20 de jun. de 2020

Liturgia, uma “obra aberta”


O semiólogo italiano Umberto Eco escreveu um livro chamado “Opera aperta” (“Obra aberta”). Eco explica que alguns processos de comunicação são obras abertas, quer dizer, fontes de mensagens com interpretações diversas. É o que acontece com a linguagem artística. Um quadro, uma escultura, uma foto, por exemplo, têm significados diferentes, promove reações diferentes dependendo do contexto, da cultura, do tempo e do estado emocional de quando se entra em contato com a obra de arte. É uma obra aberta; não fechada numa única interpretação.
            É exatamente isso que acontece com a Liturgia; com a linguagem litúrgica, mais especificamente. Cada celebração é diferente da anterior e diferente da vindoura. É única. A proeza de transformar uma celebração igual à outra é própria da miopia de quem vê a realidade da vida sempre igual, de quem parou no tempo, de quem não entrou na dinâmica do Reino, que é semelhante ao fermento jogado na massa para levedá-la. A celebração litúrgica sempre tem algo diferente a dizer, sempre tem um significado novo a se contemplar, sempre é uma experiência nova e renovadora; é uma “Obra aberta”.
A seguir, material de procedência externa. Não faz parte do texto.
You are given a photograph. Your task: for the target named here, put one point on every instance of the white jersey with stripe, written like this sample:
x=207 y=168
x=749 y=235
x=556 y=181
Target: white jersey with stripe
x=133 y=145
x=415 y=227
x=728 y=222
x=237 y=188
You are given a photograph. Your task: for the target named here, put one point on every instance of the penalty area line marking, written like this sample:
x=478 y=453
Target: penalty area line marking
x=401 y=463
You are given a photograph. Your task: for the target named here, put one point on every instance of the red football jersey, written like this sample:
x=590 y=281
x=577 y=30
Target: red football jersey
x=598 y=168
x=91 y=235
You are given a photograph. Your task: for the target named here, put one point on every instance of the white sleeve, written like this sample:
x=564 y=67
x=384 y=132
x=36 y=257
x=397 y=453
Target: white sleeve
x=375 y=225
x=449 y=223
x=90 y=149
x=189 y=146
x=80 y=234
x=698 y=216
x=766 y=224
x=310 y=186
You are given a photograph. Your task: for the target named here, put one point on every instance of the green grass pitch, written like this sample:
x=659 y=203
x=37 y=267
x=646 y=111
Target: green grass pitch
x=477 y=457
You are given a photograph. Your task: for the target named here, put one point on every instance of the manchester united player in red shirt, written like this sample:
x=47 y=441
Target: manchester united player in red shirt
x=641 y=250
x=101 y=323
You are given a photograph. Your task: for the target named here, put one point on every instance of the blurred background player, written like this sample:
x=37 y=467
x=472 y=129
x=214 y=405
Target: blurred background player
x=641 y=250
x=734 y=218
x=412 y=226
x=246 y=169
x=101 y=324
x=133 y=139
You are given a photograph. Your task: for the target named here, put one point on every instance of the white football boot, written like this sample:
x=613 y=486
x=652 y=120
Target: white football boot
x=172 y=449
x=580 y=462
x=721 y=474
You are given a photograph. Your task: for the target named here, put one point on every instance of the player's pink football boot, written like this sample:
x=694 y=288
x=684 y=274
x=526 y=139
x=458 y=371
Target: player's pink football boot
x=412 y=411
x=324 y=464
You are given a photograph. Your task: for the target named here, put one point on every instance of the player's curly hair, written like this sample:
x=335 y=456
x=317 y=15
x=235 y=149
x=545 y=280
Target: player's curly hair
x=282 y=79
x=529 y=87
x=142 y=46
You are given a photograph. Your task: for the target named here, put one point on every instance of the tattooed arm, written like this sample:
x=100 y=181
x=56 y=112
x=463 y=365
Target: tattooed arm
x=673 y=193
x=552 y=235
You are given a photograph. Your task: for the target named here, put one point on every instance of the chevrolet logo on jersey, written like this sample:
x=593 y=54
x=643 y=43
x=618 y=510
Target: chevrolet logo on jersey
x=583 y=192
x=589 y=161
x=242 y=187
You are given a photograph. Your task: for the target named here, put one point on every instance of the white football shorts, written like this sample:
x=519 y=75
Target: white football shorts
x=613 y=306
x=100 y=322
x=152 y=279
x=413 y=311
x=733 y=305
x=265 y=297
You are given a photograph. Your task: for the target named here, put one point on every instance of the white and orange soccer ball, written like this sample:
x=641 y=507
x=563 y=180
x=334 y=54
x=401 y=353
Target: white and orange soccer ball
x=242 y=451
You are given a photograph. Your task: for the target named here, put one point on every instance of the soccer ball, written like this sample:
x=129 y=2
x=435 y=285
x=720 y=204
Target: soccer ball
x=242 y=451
Por se tratar de linguagem simbólica, repleta de ritos, de significantes que promove significados, a celebração litúrgica nunca se esgota e nem envelhece no tempo. Mas, o modo de celebrar, especialmente se houver carência espiritual, favorecerá a monotonia e a monocromia de olhar a realidade existencial da comunidade sem as luzes da Palavra e os desafios do Reino. São casos típicos de celebrações caricaturizadas, aquelas realizadas pela leitura de formulários ou de folhetos, distantes da vida.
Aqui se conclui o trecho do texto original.